Talent Strategies for Modern Business: Leveraging the Interim Executive Model – Part 1

Part-Time Director of Operations

Leveraging the Interim Executive Model

We never know from one day to the next when contacted by clients what their situation will be and which combination of resources and expertise they will need. Though many businesses share a number of underlying principles about how they run and how they are successful, each company is unique. They differ in any number of ways: where they are in their lifecycles, how they were founded and by whom, what has spurred growth, the leadership team, the culture, the challenges, and what type of expertise is needed at this point. 

At Cerius, we have been working with companies for more than a decade to find the right interim executive at the right time to help organizations fill their exact needs.

Organizations can leverage the expertise of an interim executive to get what they need in flexible, affordable ways.
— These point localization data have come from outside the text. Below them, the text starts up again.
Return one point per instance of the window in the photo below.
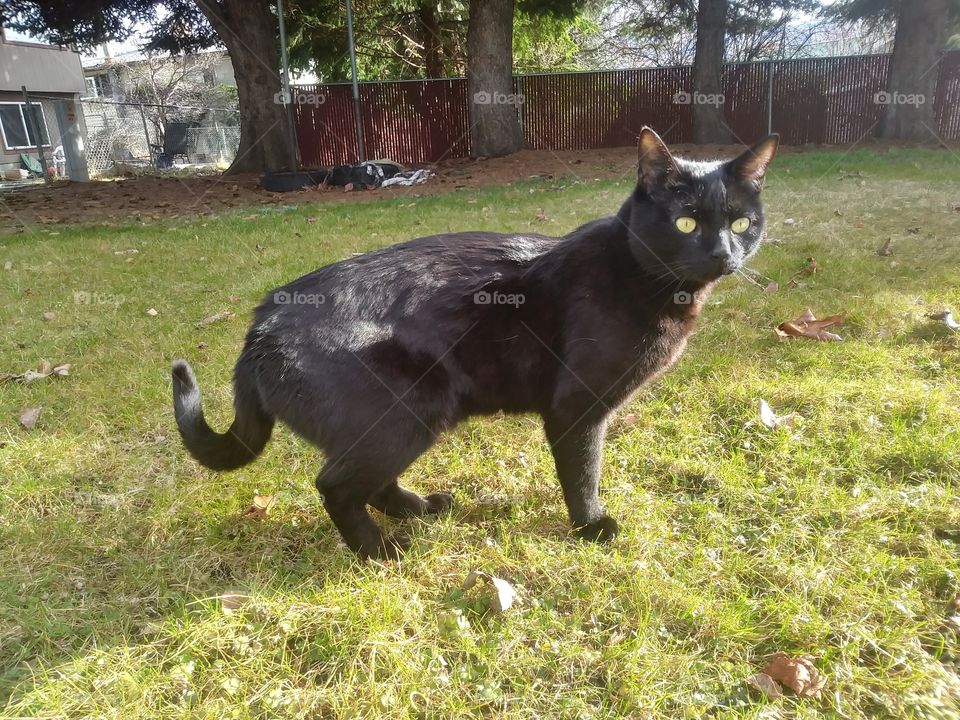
(17, 129)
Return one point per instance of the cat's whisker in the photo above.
(757, 274)
(749, 279)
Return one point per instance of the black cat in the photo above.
(373, 357)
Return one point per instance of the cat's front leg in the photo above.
(577, 444)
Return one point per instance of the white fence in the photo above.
(120, 136)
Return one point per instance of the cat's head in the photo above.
(697, 221)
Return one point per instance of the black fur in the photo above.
(372, 358)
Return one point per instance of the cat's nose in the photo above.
(721, 252)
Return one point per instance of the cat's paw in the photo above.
(391, 547)
(603, 530)
(438, 502)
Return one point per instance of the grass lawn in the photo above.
(132, 587)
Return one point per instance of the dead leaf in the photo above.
(769, 418)
(504, 595)
(808, 326)
(765, 684)
(217, 317)
(29, 417)
(798, 674)
(946, 317)
(258, 509)
(810, 269)
(44, 370)
(230, 602)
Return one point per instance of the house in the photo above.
(106, 76)
(54, 78)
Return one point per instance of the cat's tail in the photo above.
(239, 445)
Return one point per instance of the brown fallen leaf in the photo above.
(769, 418)
(29, 417)
(798, 674)
(217, 317)
(230, 602)
(258, 509)
(504, 595)
(765, 684)
(808, 326)
(810, 269)
(946, 317)
(44, 370)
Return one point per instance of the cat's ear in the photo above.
(751, 165)
(656, 165)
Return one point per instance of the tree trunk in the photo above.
(248, 30)
(707, 96)
(494, 123)
(912, 80)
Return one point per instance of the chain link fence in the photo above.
(122, 137)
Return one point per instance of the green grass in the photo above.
(837, 539)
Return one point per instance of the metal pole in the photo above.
(292, 160)
(361, 150)
(35, 124)
(146, 134)
(770, 67)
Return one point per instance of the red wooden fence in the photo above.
(818, 100)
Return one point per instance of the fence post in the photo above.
(35, 124)
(770, 71)
(361, 149)
(146, 133)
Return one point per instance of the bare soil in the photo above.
(148, 198)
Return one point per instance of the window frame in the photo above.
(26, 128)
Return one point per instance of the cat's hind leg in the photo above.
(347, 484)
(366, 474)
(577, 447)
(399, 502)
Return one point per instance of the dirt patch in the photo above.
(149, 198)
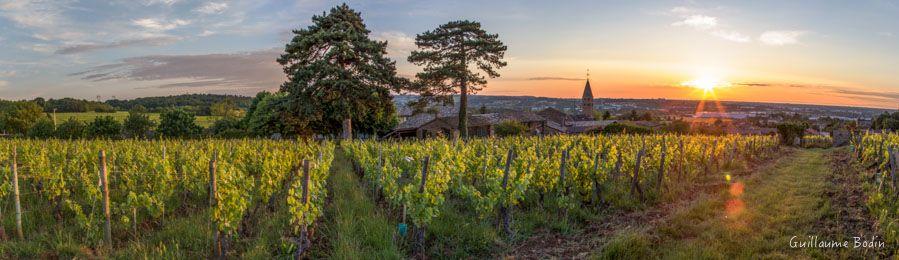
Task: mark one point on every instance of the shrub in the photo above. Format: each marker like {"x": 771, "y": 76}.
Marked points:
{"x": 510, "y": 128}
{"x": 104, "y": 127}
{"x": 789, "y": 132}
{"x": 178, "y": 123}
{"x": 42, "y": 129}
{"x": 817, "y": 141}
{"x": 138, "y": 125}
{"x": 71, "y": 129}
{"x": 228, "y": 127}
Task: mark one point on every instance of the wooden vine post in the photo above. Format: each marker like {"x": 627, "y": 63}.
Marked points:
{"x": 107, "y": 227}
{"x": 420, "y": 231}
{"x": 892, "y": 160}
{"x": 563, "y": 169}
{"x": 304, "y": 241}
{"x": 617, "y": 171}
{"x": 660, "y": 179}
{"x": 15, "y": 184}
{"x": 216, "y": 237}
{"x": 597, "y": 188}
{"x": 635, "y": 181}
{"x": 505, "y": 210}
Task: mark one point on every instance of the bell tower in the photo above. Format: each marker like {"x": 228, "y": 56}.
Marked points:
{"x": 587, "y": 99}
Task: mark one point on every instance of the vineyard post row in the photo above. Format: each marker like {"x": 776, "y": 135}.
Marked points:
{"x": 39, "y": 166}
{"x": 471, "y": 169}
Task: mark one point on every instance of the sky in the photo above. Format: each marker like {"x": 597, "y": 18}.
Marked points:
{"x": 810, "y": 52}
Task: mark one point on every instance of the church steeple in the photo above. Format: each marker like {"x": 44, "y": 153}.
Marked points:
{"x": 587, "y": 100}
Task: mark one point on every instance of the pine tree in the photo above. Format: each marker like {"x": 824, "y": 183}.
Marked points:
{"x": 336, "y": 75}
{"x": 448, "y": 54}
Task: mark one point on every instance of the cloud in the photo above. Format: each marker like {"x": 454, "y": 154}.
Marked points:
{"x": 399, "y": 44}
{"x": 79, "y": 48}
{"x": 733, "y": 36}
{"x": 160, "y": 2}
{"x": 843, "y": 91}
{"x": 38, "y": 14}
{"x": 37, "y": 47}
{"x": 212, "y": 8}
{"x": 697, "y": 21}
{"x": 780, "y": 38}
{"x": 555, "y": 78}
{"x": 159, "y": 25}
{"x": 252, "y": 70}
{"x": 754, "y": 84}
{"x": 681, "y": 10}
{"x": 894, "y": 96}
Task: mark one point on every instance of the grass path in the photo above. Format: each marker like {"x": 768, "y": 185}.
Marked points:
{"x": 354, "y": 225}
{"x": 754, "y": 218}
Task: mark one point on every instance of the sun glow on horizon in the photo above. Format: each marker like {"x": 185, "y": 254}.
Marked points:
{"x": 706, "y": 83}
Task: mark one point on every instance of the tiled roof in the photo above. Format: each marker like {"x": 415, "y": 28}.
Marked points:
{"x": 495, "y": 118}
{"x": 554, "y": 115}
{"x": 415, "y": 121}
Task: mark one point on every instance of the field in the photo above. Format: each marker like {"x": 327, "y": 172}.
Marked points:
{"x": 204, "y": 121}
{"x": 607, "y": 197}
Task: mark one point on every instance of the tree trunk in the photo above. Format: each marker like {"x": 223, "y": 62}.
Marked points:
{"x": 347, "y": 129}
{"x": 463, "y": 106}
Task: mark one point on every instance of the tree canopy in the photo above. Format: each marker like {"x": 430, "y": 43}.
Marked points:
{"x": 450, "y": 55}
{"x": 336, "y": 72}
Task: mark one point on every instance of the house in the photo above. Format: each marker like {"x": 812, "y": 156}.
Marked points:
{"x": 427, "y": 125}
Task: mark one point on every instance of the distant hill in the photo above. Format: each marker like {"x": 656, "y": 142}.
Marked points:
{"x": 671, "y": 106}
{"x": 197, "y": 103}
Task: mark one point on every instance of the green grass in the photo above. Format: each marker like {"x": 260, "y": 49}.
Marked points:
{"x": 204, "y": 121}
{"x": 756, "y": 221}
{"x": 354, "y": 225}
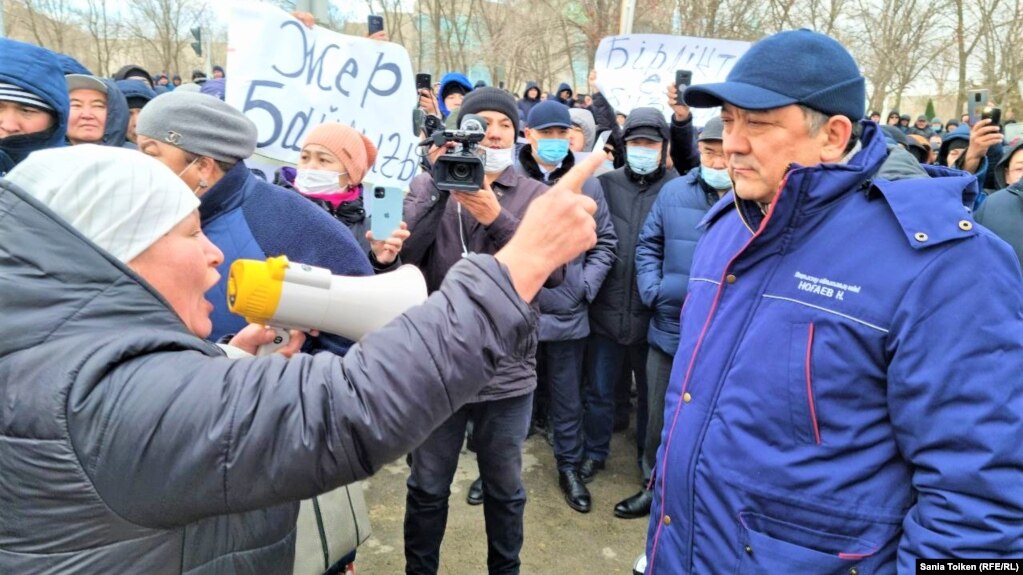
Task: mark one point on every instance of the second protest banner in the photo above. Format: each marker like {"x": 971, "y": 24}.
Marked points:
{"x": 634, "y": 71}
{"x": 288, "y": 79}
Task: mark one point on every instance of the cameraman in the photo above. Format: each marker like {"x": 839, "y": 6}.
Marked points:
{"x": 445, "y": 227}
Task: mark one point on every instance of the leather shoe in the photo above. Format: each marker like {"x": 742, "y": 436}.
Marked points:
{"x": 575, "y": 491}
{"x": 475, "y": 495}
{"x": 635, "y": 506}
{"x": 588, "y": 469}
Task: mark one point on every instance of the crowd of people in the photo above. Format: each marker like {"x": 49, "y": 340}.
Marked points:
{"x": 790, "y": 293}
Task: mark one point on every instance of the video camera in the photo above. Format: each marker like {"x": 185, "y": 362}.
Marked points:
{"x": 460, "y": 168}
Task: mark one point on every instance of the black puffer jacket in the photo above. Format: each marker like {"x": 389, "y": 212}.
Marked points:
{"x": 129, "y": 445}
{"x": 618, "y": 311}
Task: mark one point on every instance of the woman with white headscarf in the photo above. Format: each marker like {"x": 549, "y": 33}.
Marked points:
{"x": 129, "y": 444}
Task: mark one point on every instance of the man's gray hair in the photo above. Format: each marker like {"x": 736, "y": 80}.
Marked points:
{"x": 816, "y": 120}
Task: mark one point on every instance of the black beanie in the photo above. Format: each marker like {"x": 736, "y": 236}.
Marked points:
{"x": 493, "y": 99}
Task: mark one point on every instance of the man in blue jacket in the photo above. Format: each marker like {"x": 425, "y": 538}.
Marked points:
{"x": 841, "y": 400}
{"x": 204, "y": 141}
{"x": 564, "y": 321}
{"x": 664, "y": 254}
{"x": 33, "y": 101}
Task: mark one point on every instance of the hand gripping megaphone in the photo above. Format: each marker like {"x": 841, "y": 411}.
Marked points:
{"x": 292, "y": 296}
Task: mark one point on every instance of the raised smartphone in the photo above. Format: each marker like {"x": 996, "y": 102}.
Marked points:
{"x": 385, "y": 211}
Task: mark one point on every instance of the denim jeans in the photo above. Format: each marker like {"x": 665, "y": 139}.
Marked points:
{"x": 560, "y": 365}
{"x": 499, "y": 432}
{"x": 606, "y": 358}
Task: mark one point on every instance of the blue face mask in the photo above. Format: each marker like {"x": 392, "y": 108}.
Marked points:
{"x": 551, "y": 150}
{"x": 642, "y": 160}
{"x": 717, "y": 179}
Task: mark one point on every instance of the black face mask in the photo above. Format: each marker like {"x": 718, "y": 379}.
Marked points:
{"x": 16, "y": 148}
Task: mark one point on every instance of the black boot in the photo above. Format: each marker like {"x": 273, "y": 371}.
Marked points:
{"x": 475, "y": 495}
{"x": 635, "y": 506}
{"x": 588, "y": 469}
{"x": 575, "y": 491}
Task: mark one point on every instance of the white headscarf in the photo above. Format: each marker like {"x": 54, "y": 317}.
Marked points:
{"x": 120, "y": 198}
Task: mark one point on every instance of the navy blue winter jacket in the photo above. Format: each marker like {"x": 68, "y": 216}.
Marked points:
{"x": 38, "y": 71}
{"x": 249, "y": 218}
{"x": 841, "y": 400}
{"x": 664, "y": 254}
{"x": 564, "y": 309}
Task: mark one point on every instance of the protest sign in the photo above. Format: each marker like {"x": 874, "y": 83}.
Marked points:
{"x": 634, "y": 71}
{"x": 288, "y": 79}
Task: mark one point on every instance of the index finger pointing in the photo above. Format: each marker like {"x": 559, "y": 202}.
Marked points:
{"x": 575, "y": 177}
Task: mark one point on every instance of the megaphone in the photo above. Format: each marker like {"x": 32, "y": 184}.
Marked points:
{"x": 292, "y": 296}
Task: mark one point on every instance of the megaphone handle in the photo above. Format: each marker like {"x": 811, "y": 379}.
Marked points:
{"x": 280, "y": 339}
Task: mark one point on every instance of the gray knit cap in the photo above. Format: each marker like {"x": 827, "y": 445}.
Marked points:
{"x": 199, "y": 124}
{"x": 492, "y": 99}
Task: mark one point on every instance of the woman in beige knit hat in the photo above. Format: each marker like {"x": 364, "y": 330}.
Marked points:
{"x": 329, "y": 172}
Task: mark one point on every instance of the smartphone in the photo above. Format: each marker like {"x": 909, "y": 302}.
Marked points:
{"x": 975, "y": 101}
{"x": 992, "y": 114}
{"x": 385, "y": 211}
{"x": 682, "y": 80}
{"x": 375, "y": 24}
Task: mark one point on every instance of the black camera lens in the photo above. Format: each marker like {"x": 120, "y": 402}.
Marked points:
{"x": 461, "y": 172}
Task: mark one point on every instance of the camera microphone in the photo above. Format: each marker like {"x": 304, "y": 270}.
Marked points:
{"x": 473, "y": 123}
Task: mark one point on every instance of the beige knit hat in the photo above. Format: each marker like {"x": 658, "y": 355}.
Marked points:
{"x": 354, "y": 149}
{"x": 121, "y": 200}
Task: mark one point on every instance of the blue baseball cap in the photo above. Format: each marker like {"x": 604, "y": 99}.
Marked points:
{"x": 798, "y": 67}
{"x": 549, "y": 114}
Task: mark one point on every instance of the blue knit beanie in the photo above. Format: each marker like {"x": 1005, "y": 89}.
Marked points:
{"x": 798, "y": 67}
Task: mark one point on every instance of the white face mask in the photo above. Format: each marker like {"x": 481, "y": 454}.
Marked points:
{"x": 498, "y": 159}
{"x": 317, "y": 181}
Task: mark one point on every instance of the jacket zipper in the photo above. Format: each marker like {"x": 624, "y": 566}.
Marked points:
{"x": 809, "y": 387}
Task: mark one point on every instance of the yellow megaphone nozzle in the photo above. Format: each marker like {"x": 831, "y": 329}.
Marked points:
{"x": 254, "y": 288}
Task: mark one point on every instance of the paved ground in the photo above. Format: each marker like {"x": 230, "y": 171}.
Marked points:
{"x": 559, "y": 540}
To offer just a few ideas, the following four chapters offer rare views inside a number of companies and show how they leveraged interim executives to bring them success through part-time and interim placements in small, midsized, and Fortune 100 situations. 

Part-Time Executives: Making an Enormous Impact in Less than Forty Hours Per Week

Part-Time Director of Operations: Operations Can Make or Break Any Company

Jim is a serial entrepreneur who owns several companies; he became concerned that one of his companies in the retail distribution business was not making enough profit to sustain the business. It had grown to $200 million in revenue over a relatively short period of time, and yet no employee could figure out how to fix ongoing operational issues that were plaguing his business. They were too close and couldn’t really see the forest for the trees. 

Jim recognized the need for additional resources to help improve the company’s operational performance. Fortunately, he didn’t have to look far for how to improve the situation. 

During the previous ten years, Jim had used interim and part-time executives on various occasions to solve issues ranging from human resources challenges to due diligence during acquisitions. He had operational leadership personnel in place but knew they didn’t have all of the tools and skills they needed to identify and close the gap. Rather than hiring someone to come in above or to replace his current team, he engaged a part-time director of operations: Brian. 

The first issues to be addressed: reduce increasing costs and increase accountability—two items that are likely on every business owner’s wish list. 

Brian quickly got to work with a network- and supply-chain analysis. Working a few days a week, Brian laid out a plan based on the analysis and leveraged the existing team to accomplish a number of goals over the next year. He started by halving the number of warehouses while still meeting the two-day shipping commitment to customers. He provided the team and the owner with increased visibility into the operation’s activities through weekly reports on key performance indicators (KPIs) and worked closely with the finance team on the monthly budget versus actual reporting.

Improving reporting was challenging at first due to the arduous nature of obtaining information and closing the books each month. Brian knew it was time for the company to also step up its technology. From prior experiences, he was intimately familiar with enterprise resource planning (ERP) implementations and led the team through a warehouse management system (WMS) selection and execution, increasing efficiency and capturing more timely and accurate performance data. 

With all of the newly available data and analysis tools, Brian was then able to implement a system with suppliers to reduce external spending. Freight cost alone was reduced by 80 percent through renegotiations, reduced services charges, and changes to customer freight charges. 

During the interim assignment period of about eighteen months, Brian accomplished a 40 percent improvement to Jim’s troubled organization’s EBITDA while also improving customer wait times at will-call by 75 percent, simultaneously reducing the number of warehouses the company operated and maintaining a two-day shipping commitment to customers. The implementation of a WMS provided increased efficiency and the ability to capture performance data by employees. 

There is a saying that certainly proved true in this situation: “What gets measured gets managed: What gets managed gets improved.” 

Lesson Learned: Part-Time Director of Operations

The right part-time executive can provide more than full-time results. KPIs are often spoken about, but rarely correctly tracked and acted upon. Brian set up weekly KPIs and monthly financial reporting and trained the internal team on how to use them.

When Brian completed the assignment, the internal team had acquired both the tools and the cultural mindset to be customer-focused and to strive for continual improvement.